En 2009, Michel El-Malem réunissait en studio trois musiciens solidement ancrés dans la scène jazz européenne pour graver First Step, « premier pas » d’une formation que l’on retrouve aujourd’hui augmentée de Marc Copland. Celui-ci se fond dans ce groupe qui a gagné en maturité, et lui apporte ses lumières harmoniques caractéristiques, favorisant – et c’est en cela que ce deuxième album est bien nommé – les nuances, couleurs et subtilités d’une musique qui se redécouvre à chaque écoute.

L’apport de Copland, grand pianiste américain, est essentiel, mais ne prend son sens que parce qu’il s’inscrit au sein d’un jeu collectif éblouissant où chacun s’épanouit. Pour autant, les solos ne sont pas prétexte à d’égocentriques bavardages. On a veillé ici, en termes d’agencement de la musique, à ce que l’énorme potentiel de cette somme de personnalités soit toujours au service du développement des pièces. Ces dernières, relativement longues, bénéficient d’une écriture soignée privilégiant la narration sur la durée. Aux structures « en pointillés » où les interventions personnelles se retrouveraient coincées entre deux exposés du thème, on a préféré de vastes espaces : solistes et accompagnateurs font vivre et évoluer leur discours au gré de mouvements où les chorus sont aussi un moyen de pénétrer plus avant dans la musique. D’autant qu’on a souvent affaire, vu l’arrière-plan souple et inventif, à une improvisation collective sous-tendue par la ligne mélodique ainsi magnifiée.

La section rythmique est à ce titre un modèle de réactivité et d’inventivité, bassiste et batteur étant en dialogue constant, entre eux et avec les autres. À la fois imprévisibles et évidentes, les lignes de basse ancrent la musique, ménagent de succulentes syncopes ou placent l’ensemble en apesanteur par un leitmotiv aussi lancinant que calculé (« La mort n’existe pas »). Elles sont constamment réinventées par un Marc Buronfosse toujours épatant de justesse et d’élégance dans la sonorité. A l’avenant, Luc Isenmann fait montre d’un exceptionnel sens de la couleur et dilue son drumming efficace dans un océan de nuances. Son travail sur les cymbales, en tous points remarquable, contribue à établir un son collectif à la fois léger et d’une grande profondeur.

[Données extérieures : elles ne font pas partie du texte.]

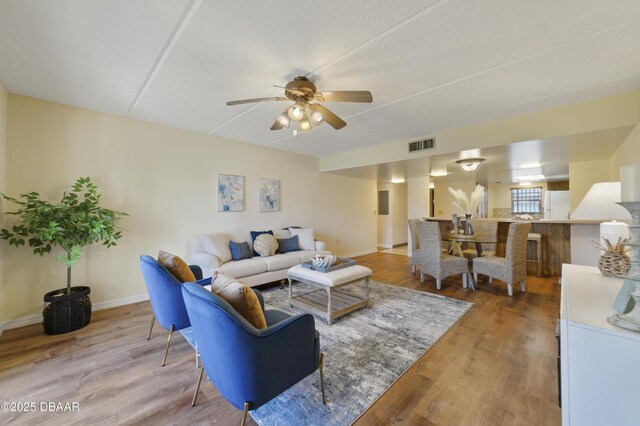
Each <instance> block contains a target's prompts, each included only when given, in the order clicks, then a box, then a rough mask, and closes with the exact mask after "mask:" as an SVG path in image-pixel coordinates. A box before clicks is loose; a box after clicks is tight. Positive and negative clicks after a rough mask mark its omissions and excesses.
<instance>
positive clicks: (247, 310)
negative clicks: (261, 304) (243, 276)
mask: <svg viewBox="0 0 640 426" xmlns="http://www.w3.org/2000/svg"><path fill="white" fill-rule="evenodd" d="M211 292H212V293H215V294H217V295H218V296H220V297H222V298H223V299H224V300H226V301H227V302H228V303H229V304H230V305H231V306H232V307H233V309H235V310H236V311H237V312H238V313H239V314H240V315H242V317H243V318H244V319H246V320H247V321H249V323H250V324H251V325H253V326H254V327H256V328H267V322H266V320H265V318H264V313H263V312H262V307H261V306H260V300H259V299H258V296H256V294H255V293H254V292H253V290H251V288H249V287H248V286H247V285H246V284H242V283H241V282H239V281H237V280H235V279H234V278H231V277H228V276H226V275H225V274H223V273H220V272H216V273H214V274H213V276H212V278H211Z"/></svg>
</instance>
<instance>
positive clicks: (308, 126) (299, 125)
mask: <svg viewBox="0 0 640 426" xmlns="http://www.w3.org/2000/svg"><path fill="white" fill-rule="evenodd" d="M298 129H300V130H302V131H303V132H306V131H307V130H311V123H310V122H309V119H308V118H307V117H306V116H304V117H303V118H302V120H300V124H298Z"/></svg>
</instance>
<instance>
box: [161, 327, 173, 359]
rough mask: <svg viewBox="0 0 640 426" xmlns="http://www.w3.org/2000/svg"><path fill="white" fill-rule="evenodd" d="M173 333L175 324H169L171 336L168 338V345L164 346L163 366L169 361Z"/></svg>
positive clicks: (169, 329)
mask: <svg viewBox="0 0 640 426" xmlns="http://www.w3.org/2000/svg"><path fill="white" fill-rule="evenodd" d="M172 334H173V324H171V325H170V326H169V338H168V339H167V346H166V347H165V348H164V357H162V366H163V367H164V364H165V363H166V362H167V354H168V353H169V343H171V335H172Z"/></svg>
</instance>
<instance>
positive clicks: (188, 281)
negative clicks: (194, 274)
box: [158, 250, 196, 283]
mask: <svg viewBox="0 0 640 426" xmlns="http://www.w3.org/2000/svg"><path fill="white" fill-rule="evenodd" d="M158 262H159V263H160V264H161V265H162V266H164V267H165V268H167V269H168V270H169V272H171V273H172V274H173V276H174V277H176V279H177V280H178V281H180V282H181V283H192V282H195V280H196V276H195V275H193V272H191V269H189V265H187V262H185V261H184V260H182V259H181V258H180V257H178V256H176V255H175V254H171V253H167V252H166V251H162V250H160V252H159V253H158Z"/></svg>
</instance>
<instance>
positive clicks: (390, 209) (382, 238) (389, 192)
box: [378, 183, 393, 248]
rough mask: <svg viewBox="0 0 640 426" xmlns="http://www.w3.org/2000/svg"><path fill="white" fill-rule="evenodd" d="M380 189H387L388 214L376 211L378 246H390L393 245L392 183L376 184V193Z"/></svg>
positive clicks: (384, 247)
mask: <svg viewBox="0 0 640 426" xmlns="http://www.w3.org/2000/svg"><path fill="white" fill-rule="evenodd" d="M380 191H389V212H388V213H389V214H380V212H379V211H378V247H383V248H391V247H392V246H393V216H392V211H391V206H392V201H391V199H392V196H393V194H392V192H393V185H392V184H390V183H389V184H384V185H378V193H379V192H380Z"/></svg>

Cette pulsation mouvante accueille le jeu cérébral, habituellement empreint de nostalgie, de Marc Copland, mais valorise son versant le plus chaleureux. Chacune de ses interventions est un petit soleil en soi. Les chorus rayonnent, les contre-chants distillent de subtils effets d’éclairage, comme les rayons rasants du couchant soulignent les paysages d’insoupçonnables reliefs en accentuant les contrastes. Le piano jaillit, s’étale, suspend le temps, récupère au vol les phrases des uns et des autres, répond avec facétie aux solistes… et finit par occuper une place centrale. Preuve que la rencontre était pertinente. La place qui lui est laissée est représentative de la générosité du groupe. Il convient par ailleurs de saluer la prestation de Michael Felberbaum, discrète mais indispensable. Sa guitare, à défaut de remplir le rôle harmonique tenu par Copland, donne au son de l’amplitude (les thèmes sont souvent interprétés à l’unisson par la guitare et le saxophone), du moelleux et, sur « La fenêtre », un mordant essentiel.

Michel El-Malem, en plus d’avoir eu le bon goût de réunir cette équipe et de composer ce beau répertoire, déploie un jeu d’une grande envergure. Au ténor, la sonorité est puissante, le phrasé robuste. Au soprano, place à une sensibilité et à de jolies phrases, sinueuses et mélodiques. Le temps d’une parenthèse en solo absolu (« Ici »), il dévoile une surprenante aptitude à construire un monde captivant, en toute simplicité. Chacune de ses interventions, mesurées, présente le double intérêt d’être passionnante et de servir au mieux la musique éminemment collective née de sa plume et nourrie du talent de ses comparses.
On a beau se perdre dans les méandres des interactions, se focaliser sur les riches parties de chacun, se laisser emporter par les ambiances bleutées ou la chaleur du son, l’insaisissable scintillement de ces Reflets n’a pas fini de nous inonder de lumière.